We parked the car on the edge of Moulay Idriss, because the town itself is impossible for cars, as the ‘streets’ comprise narrow winding laneways that turn into flights of steps.  There is a bit of a sense that visitors are intruding into the locals’ personal space in Moulay Idriss, even though people are friendly enough.  It is impossible to find one’s way through the town without a guide – it is also impossible to make any progress without being hounded by a local person who wants to be your guide, so despite misgivings from Di (she wanted to walk alone, and certainly have to pay some local person) we followed the lead of a local man who spoke some English.  He was excellent, and took up through a winding labyrinth of streets and laneways up the hill to a vantage point from where the mosque and the town could be seen.  The town is divided into two parts, Berber and Arab, and most of our time was spent in the poorer but prettier Berber section, even though our ‘guide’ was Arab.  Another great benefit of having a guide is that the locals stop hassling you to take them as a guide, and I think Di accepted in the end that having him was a good thing, even though she thought I paid him too much for his services.

We were very lucky at Moulay Idriss because during the time we were there the fog, which had returned as we drove up into the hills cleared for the hour or so that we were there.  However, it set in again almost to the minute that we left, so our plans to stop at Volubilis, a huge and well preserved city of Roman ruins just a few kilometres away were abandoned, and we drove on a back road directly to Fez, arriving there a little after dusk.  Our hotel was on a hill overlooking the old town, and we caught a quick glimpse from our rooms as darkness fell over the city.

The hotel did not open its restaurants until 7:30pm to 8:00pm, and as we had not eaten since the morning flight, we decided to drive into the Nouvelle Ville (the newer section of town planned by the French during colonial times) and find somewhere small to eat.  Parking is very tight in that area of town, and many areas are controlled by semi-official protection “guardians”, which made Di a bit anxious about parking there.  We took a while to find somewhere that we all liked (ironically, by which time it was about 8pm!), but we loved the meal we had – Moroccan style soup followed by a main course also in Moroccan style, Di and Andrew having grilled chicken kebabs on rice while I had a thin puff pastry filled ‘cake’ of grilled chicken and finely minced vegetables, the whole thing being dusted in sweet icing sugar and cinnamon.
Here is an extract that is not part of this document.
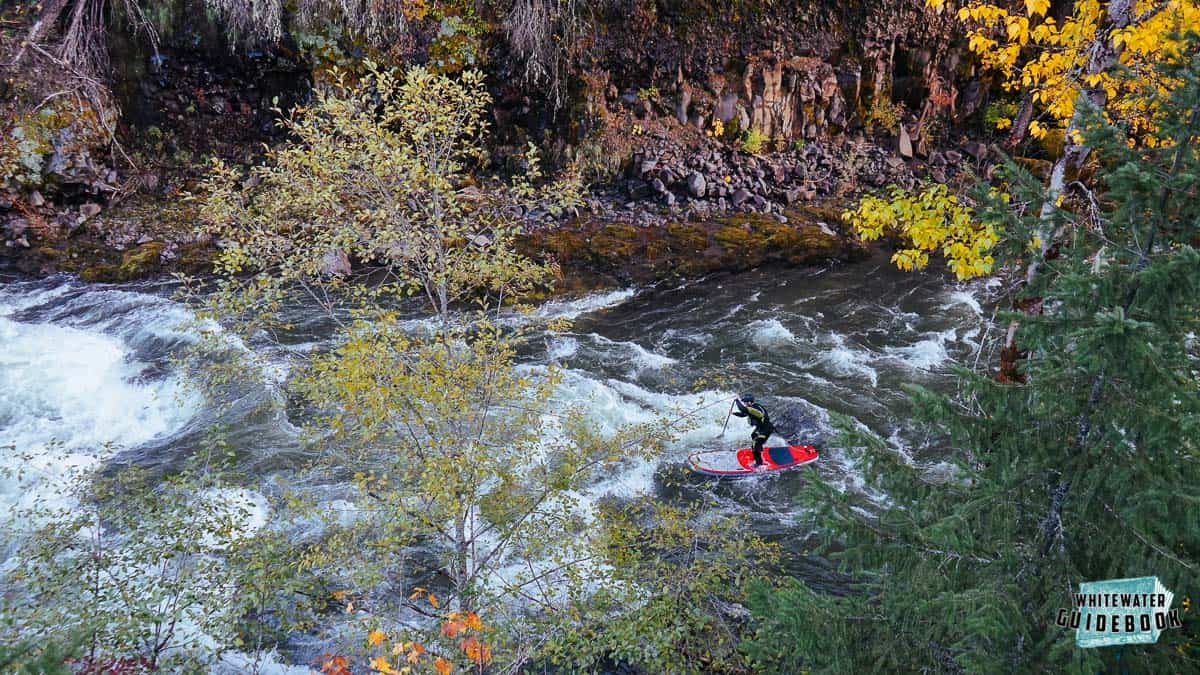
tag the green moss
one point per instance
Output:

We were certainly ready for sleep when we returned to the hotel, and we all slept pretty well; indeed we could have done with more. 


Andy (age 12) writes:

Tuesday the 13th of January: I had a connecting flight from Madrid to Casablanca in Morocco. We got a rental car to Moulay Idriss, which is quite a small town with tiny narrow streets that curve wildly in different directions.  From here we continued our drive to Fez where we stayed in a very nice hotel. That night for dinner, we wandered around the town looking for an authentic meal from a restaurant for dinner. I eventually had Moroccan soup with kebabs and rice. It was pretty nice, but I prefer the Red Rock Noodle Bar or chocolate fondues more! We stayed overnight in our hotel before having a buffet breakfast the following morning there.